# Can someone guide me with this simple induction problem?

• Apr 24th 2010, 07:17 AM
matthayzon89
Can someone guide me with this simple induction problem?
Prove: 2 + 4 + 6 + ... + 2n= n^2+n for all integers n >= 1.

Proof:

P(n):2+4+6+...+2n= n^2+n

P(2):2+4+6+...+2n= 2^2+2= 6 which is true.

Suppose that P(k): 2+4+6+...+2k= k^2+k where k>=1.

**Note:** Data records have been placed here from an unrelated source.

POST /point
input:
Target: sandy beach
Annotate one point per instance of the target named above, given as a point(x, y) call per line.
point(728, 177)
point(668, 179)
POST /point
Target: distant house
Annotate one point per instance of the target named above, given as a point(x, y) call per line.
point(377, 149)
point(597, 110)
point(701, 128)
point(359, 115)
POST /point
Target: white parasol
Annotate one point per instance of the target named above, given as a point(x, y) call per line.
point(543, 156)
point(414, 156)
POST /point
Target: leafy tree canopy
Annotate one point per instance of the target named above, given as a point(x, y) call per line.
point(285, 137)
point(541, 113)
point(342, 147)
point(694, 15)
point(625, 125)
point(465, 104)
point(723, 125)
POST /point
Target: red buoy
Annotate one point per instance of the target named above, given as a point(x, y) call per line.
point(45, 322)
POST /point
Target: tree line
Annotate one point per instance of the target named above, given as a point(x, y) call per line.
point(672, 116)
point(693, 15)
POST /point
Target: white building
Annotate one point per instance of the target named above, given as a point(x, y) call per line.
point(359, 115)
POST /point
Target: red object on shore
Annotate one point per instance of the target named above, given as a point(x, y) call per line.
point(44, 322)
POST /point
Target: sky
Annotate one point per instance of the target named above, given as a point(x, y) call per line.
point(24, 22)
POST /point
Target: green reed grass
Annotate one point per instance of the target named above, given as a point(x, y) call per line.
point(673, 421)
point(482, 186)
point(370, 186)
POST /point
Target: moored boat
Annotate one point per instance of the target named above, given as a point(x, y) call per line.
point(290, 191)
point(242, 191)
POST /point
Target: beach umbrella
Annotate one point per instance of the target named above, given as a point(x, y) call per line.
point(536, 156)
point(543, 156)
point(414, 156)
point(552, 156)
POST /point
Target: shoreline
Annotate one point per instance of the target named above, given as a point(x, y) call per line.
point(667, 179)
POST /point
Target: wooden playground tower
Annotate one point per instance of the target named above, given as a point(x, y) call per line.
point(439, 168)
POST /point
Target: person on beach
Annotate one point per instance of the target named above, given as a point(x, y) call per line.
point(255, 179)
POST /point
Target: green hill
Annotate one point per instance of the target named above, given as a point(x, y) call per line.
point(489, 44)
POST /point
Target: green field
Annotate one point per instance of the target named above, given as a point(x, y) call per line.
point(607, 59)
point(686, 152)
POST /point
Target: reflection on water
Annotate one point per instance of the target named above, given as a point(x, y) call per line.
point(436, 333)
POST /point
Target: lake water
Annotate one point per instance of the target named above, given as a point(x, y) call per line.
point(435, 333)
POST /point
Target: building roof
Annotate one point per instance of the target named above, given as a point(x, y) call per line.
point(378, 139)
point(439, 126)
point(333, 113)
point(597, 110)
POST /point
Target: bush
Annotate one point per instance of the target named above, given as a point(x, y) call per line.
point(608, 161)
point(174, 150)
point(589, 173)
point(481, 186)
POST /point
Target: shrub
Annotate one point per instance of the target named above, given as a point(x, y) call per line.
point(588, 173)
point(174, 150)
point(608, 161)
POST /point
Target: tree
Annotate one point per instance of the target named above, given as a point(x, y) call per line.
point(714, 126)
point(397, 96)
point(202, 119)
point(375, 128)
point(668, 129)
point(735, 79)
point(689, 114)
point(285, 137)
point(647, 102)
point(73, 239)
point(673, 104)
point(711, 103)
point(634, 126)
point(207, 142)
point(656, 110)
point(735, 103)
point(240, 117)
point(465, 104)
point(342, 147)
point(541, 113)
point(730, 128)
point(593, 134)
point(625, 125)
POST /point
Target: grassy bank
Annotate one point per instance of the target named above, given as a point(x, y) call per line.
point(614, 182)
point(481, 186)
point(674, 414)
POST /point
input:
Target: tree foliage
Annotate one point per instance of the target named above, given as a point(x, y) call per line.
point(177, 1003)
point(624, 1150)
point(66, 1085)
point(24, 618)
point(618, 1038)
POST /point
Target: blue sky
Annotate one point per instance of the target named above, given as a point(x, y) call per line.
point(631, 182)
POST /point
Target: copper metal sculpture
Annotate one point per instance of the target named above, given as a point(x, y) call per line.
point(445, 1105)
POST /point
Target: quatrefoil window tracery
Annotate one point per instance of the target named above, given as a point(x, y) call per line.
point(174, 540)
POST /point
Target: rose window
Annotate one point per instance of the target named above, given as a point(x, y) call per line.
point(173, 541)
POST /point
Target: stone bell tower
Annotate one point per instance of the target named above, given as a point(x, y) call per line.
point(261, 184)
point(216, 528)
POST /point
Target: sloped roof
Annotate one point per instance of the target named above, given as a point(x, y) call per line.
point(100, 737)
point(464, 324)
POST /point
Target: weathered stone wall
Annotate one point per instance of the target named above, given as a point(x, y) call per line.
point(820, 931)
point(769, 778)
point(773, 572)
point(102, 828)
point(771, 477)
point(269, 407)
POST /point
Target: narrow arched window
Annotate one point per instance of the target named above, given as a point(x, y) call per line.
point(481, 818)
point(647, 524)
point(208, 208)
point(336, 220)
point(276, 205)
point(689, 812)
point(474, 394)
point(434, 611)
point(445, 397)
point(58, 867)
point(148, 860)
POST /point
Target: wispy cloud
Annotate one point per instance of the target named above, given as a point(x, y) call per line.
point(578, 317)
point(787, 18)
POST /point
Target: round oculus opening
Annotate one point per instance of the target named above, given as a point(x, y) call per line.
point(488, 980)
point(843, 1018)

2+4+6+...+2k+(2k+1)= (2k+1)^2+(2k+1)= 4k^2+2k+2k+1 +(2k + 1)= 4k^2+6k+2= 2(2k^2+3k+2)= This is as far as I have gotten(Headbang)

Thanks;)
• Apr 24th 2010, 08:19 AM
Quote:

Originally Posted by matthayzon89
Prove: 2 + 4 + 6 + ... + 2n= n^2+n for all integers n >= 1.

Proof:

P(n):2+4+6+...+2n= n^2+n

P(2):2+4+6+...+2n= 2^2+2= 6 which is true.

Suppose that P(k): 2+4+6+...+2k= k^2+k where k>=1.

2+4+6+...+2k+(2k+1)= (2k+1)^2+(2k+1)= 4k^2+2k+2k+1 +(2k + 1)= 4k^2+6k+2= 2(2k^2+3k+2)= This is as far as I have gotten(Headbang)

Thanks;)

Assume true for \$\displaystyle P(k)\$

Then \$\displaystyle P(k+1) = P(k) + 2(k+1) = k^2 + k + 2k + 2\$.

\$\displaystyle = k^2 + 2k + 1 + (k+1) = (k+1)^2 + (k+1)\$.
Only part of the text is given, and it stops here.